Sometime in August of 2013, Leo was visiting the Santa Cruz Farmer’s Market in Tucson with his wife Ginny, myself, the owner of Zinman’s Food Shop, his daughter-in-law Lisy, and granddaughter Alice and had one of his legendarily lucrative insights, “We should start a business that sells produce only in seasonal” That’s how Zinman’s Food Shop got started. Leo’s wisdom and teachings and advice inform every aspect of our business concept and plan. Many previous research projects got folded into the shop.

I worked with Leo in 1990 on a local produce program for H.E.B., which is a model for our seasonal produce program and in 1992, I worked with Leo on developing a new kind of grain-based food shop, which never went anywhere until now, where it forms the basis for Gershoenvit Grainworks.

 

Our “What else you gonna do?” section of our website under “Highway Travelers Ahoy!” is an idea that I borrowed from Leo’s work at the University of Chicago School of Business and the Smithsonian Institute. The business school wanted to increase the number of people who apply there, and Leo told them to become the best place where a young business student should visit to learn about where they should go to school, even if not ultimately the U. of C. Leo told the Smithsonian, which wanted to increase visitorship, that they weren’t just a building full of old stuff, but the place that young and new citizens of the U.S. should go to learn what it means to be a citizen of the U.S.

Leo worked with and fostered many big box stores, and coined the term, “category killer” to refer to the big format specialty stores, may of them his clients [Staple’s, Sport Authority, Ulta, PetSmart, Circuit City], which were taking over whole categories. Towards the late 1990s, Leo started to anticipate and feed with research a new counter trend, a small box revolution, where consumers would more and more favor small format specialty stores, easier to shop and get to, than the increasingly big boxes.

About eight months before he died, while the shop was still under construction, I drove Leo up from Tucson to the Mayo Clinic in Scottsdale and while he was having his appointment, drove out into the neighborhood and ended up in the biggest grocery store I had ever seen, a Fry’s. I asked the manager and he said it was 120,000 square feet. The restroom was a ten minute walk from the entrance! On the drive back to Tucson, I told Leo about this store and we both saw it as a horribly over-grown end-of-trend phenomenon. The future lays more in small format specialty grocers, like Zinman’s Food Shop.

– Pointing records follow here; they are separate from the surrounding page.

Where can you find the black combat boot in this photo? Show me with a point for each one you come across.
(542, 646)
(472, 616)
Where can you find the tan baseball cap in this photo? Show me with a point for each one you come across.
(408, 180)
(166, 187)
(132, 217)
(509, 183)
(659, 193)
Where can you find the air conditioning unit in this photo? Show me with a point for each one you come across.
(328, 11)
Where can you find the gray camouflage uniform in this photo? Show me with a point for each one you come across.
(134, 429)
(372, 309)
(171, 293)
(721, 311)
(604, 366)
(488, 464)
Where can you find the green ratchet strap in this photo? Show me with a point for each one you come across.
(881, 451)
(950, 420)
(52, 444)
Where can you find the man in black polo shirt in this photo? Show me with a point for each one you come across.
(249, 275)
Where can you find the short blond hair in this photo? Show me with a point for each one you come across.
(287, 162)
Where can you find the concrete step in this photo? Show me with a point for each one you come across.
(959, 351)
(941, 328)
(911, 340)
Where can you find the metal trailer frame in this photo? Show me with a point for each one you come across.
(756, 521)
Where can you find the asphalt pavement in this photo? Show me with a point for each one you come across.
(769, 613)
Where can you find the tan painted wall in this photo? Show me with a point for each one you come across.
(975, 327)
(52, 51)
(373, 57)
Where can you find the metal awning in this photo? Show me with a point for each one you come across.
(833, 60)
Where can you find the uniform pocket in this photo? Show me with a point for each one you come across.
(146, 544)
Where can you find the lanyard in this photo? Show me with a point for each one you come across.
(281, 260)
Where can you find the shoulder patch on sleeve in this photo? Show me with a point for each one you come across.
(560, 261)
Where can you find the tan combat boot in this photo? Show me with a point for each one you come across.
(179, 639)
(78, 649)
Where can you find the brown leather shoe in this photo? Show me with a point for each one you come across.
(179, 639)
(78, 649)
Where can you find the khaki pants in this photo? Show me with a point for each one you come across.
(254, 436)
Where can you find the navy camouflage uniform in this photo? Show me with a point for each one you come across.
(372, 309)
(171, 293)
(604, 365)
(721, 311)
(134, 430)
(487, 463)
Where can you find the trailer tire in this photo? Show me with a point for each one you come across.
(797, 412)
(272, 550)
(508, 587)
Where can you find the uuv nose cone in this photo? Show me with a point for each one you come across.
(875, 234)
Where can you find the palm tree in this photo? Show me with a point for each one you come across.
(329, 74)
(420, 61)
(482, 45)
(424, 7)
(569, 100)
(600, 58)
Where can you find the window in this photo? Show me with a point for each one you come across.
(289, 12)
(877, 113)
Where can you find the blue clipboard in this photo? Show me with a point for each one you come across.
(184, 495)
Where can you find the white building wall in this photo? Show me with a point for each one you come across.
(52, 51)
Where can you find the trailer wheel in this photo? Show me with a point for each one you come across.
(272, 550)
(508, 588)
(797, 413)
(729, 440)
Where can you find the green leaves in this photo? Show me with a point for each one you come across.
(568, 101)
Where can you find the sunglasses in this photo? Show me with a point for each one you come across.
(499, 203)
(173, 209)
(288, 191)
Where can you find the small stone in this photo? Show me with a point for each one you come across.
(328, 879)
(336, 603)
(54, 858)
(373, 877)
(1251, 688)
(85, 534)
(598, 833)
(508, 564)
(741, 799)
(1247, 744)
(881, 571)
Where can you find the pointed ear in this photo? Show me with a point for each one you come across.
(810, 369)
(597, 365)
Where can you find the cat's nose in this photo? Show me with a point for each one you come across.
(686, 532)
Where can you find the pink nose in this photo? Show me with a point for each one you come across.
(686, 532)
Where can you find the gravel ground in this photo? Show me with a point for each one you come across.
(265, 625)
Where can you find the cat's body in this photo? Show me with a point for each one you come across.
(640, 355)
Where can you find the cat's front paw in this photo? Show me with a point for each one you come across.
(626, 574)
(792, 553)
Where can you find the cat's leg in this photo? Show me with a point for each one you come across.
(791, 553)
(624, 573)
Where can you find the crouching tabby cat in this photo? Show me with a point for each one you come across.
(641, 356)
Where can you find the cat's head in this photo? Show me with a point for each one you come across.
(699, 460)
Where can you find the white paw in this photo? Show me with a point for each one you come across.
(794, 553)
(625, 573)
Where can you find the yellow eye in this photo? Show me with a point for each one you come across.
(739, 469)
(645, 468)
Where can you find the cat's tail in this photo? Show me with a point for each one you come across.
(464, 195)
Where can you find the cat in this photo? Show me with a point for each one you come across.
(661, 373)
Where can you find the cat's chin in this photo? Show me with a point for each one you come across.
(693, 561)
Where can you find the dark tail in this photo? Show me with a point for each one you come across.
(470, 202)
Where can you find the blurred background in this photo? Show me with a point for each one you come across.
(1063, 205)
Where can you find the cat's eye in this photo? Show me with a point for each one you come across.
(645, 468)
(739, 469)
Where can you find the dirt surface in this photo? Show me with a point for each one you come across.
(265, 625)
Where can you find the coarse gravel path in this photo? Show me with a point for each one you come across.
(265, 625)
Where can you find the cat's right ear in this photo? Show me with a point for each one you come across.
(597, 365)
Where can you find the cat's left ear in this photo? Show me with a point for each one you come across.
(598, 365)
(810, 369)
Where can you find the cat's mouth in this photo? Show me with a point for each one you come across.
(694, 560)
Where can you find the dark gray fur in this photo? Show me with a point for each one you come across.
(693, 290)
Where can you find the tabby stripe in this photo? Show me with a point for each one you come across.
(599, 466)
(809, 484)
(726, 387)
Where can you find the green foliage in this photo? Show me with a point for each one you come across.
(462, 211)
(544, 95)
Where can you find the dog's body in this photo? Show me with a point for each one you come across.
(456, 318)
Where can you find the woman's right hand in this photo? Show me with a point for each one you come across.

Sometime after this, I saw an article about “fast casual” restaurants, the only growing category of restaurants, service like a fast food place with food quality like a decadent restaurant, and realized that Zinman’s Food Shop’s “factory porch”, C. Hopkins Café [mighty good], stumbled solidly into this category. This was also an answer to Leo’s ten-year old question of healthy food with gusto. When I visited Leo in rehab later that day and told him that I had learned we were fast casual, he really smiled. And when I said that our food went way beyond fast casual leaders like Chipotle by having a menu that might have been written by Michael Pollen and other healthy food advocates, “entirely plant-based, extraordinarily fresh, and…”  

“. . . minimally processed.” He finishedmy sentence.  We ended up on the same page.

Besides his professional interest in food, Leo loved to eat, so it is a cruel irony that in his last days the muscle deterioration caused by polio made eating impossible and led directly to his death.  Every time someone eats at Zinman’s Food Shop, it is a mitzvah for my dad.

Genesis 49:9: Judah is a lion cub. From the prey he withdrew. He crouched, rested like a lion, and like a lion, who shall rouse him?